August 08, 2006 17:46 IST

The boards of three PSU banks -- Bank of Baroda, Oriental Bank of Commerce and Andhra Bank -- met in deference to the finance ministry's insistence, but quite unexpectedly they did not roll back the rate hikes announced last week.

Mahrukh Adajania of UBS securities says that banks will raise rates further with rising borrowing costs. She adds that the interest rates are likely to go up further.

She further adds that banks that have postponed rate hikes will be impacted.

Excerpts from CNBC-TV18's exclusive interview with Mahrukh Adajania:

What did you read into what came through at the bank board meetings yesterday and are your fears on government interference allied with what came through?

I think that investors have been worried that the banks may have to roll back their PLR hikes as it was announced last week, but with the boards of two banks ratifying the hikes, this concern has been addressed. Bank of Baroda is a large state bank and Bank of Baroda's board approval for the rate hike is a good benchmark for all the other large state banks that are likely to see board approvals over the next few weeks, namely SBI and PNB.

PNB's board meeting is on August 12 and SBI's is on August 24. Oriental Bank of Commerce did rollback the hike in rates on home loans below Rs 20 lakh (Rs 2 million) and they also postponed the decision to hike PLR by a month.

Given that investors have been concerned about the lack of earnings clarity in state banks over the last one year, we believe that only banks that have been hiking the lending rates to protect margins and earnings would be rewarded.

As such, we believe that the stocks of Bank of Baroda, SBI, PNB and even Bank on India would outperform, whereas banks that have postponed rate hikes such as OBC would underperform.
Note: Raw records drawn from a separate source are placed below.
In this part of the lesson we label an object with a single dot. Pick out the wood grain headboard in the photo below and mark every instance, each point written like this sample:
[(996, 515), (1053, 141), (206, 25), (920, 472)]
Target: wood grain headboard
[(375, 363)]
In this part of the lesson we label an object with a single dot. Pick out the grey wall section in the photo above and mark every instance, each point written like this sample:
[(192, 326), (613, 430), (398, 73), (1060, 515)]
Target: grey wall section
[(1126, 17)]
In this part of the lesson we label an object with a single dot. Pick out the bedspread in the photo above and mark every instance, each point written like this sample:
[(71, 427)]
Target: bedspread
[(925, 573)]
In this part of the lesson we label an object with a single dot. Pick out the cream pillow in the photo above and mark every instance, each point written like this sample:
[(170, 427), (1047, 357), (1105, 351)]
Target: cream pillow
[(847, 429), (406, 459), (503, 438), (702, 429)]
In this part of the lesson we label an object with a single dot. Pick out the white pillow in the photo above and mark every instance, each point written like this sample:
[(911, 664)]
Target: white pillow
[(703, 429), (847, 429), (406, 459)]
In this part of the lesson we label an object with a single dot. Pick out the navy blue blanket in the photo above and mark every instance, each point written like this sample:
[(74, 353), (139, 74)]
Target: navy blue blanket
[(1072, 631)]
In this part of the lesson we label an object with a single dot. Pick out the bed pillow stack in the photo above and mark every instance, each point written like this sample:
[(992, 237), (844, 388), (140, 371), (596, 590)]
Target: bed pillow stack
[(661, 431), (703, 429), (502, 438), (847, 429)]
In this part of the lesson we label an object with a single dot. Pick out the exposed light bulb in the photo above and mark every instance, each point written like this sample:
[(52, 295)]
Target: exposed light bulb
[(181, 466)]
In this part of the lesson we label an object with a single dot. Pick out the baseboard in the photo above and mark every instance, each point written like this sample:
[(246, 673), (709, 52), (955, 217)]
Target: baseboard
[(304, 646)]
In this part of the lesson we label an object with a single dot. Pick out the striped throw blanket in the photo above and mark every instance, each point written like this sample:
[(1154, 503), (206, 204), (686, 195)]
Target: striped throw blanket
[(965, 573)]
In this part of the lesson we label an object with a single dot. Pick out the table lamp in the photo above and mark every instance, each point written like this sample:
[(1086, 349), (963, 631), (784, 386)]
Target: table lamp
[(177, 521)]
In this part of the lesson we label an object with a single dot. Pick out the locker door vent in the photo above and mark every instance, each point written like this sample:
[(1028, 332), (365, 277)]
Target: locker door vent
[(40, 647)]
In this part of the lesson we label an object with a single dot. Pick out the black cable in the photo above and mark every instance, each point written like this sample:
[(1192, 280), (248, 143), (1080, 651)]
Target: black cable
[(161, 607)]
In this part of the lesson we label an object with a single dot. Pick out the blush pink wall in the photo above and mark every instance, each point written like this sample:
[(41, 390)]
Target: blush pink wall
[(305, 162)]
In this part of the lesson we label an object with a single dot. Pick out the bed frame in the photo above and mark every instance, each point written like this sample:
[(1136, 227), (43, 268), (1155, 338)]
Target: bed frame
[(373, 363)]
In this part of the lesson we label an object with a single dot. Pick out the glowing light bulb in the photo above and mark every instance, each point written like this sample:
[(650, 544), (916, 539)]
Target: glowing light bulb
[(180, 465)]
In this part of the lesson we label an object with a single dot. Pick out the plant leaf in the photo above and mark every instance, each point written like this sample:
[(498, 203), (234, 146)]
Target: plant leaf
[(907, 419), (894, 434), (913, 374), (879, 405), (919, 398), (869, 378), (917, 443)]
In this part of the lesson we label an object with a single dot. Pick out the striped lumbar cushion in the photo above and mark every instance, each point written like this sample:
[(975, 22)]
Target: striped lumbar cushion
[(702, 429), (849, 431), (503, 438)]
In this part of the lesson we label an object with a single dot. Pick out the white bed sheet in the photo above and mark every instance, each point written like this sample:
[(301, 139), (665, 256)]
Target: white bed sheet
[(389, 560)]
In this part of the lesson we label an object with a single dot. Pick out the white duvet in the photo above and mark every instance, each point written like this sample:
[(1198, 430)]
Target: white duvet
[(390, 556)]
But with the large banks such as Bank of Baroda, increasing rates, government

interference concerns have been put to rest.

The question that arises is that yes a lot of banks have announced their increase in PLR so the government possibly gave them the green signal. But going ahead, given the interest scenario, would there be this kind of a consent granted to them, how would banks perform in the medium-term?

Everyone expects rates to continue to rise at least in the short-term and therefore, this would not be the last hike by banks and banks would require to hike rates even in future if the borrowing cost continues to rise. When we speak to management of banks, especially those that have ratified their hikes yesterday, we get a sense that they are not concerned about the future consents.

They are quite confident that even in future, if borrowing costs rise and they need to raise their lending rates, they would be able to do so, going by what happened in the board meetings yesterday. So the management seems pretty confident, which is a good signal.

So you have no reason to believe that the net interest margins could be under threat, going forward?

I guess that the banks would have the flexibility of hiking rates, of course they will have to go through their boards, they will have to get a backing from everyone on the board, including the government nominees. But I guess the big concern, that the pricing power has completely gone away from the state banking sector has been put to rest.

UBS disclaimer:

"Neither I, nor my dependent family members, nor my employers -- UBS Securities India Private Limited -- have any interest or position in the securities just commented upon. Due to strict Chinese Wall procedures within the group, I am not aware of positions, if any, held by other UBS group concerns."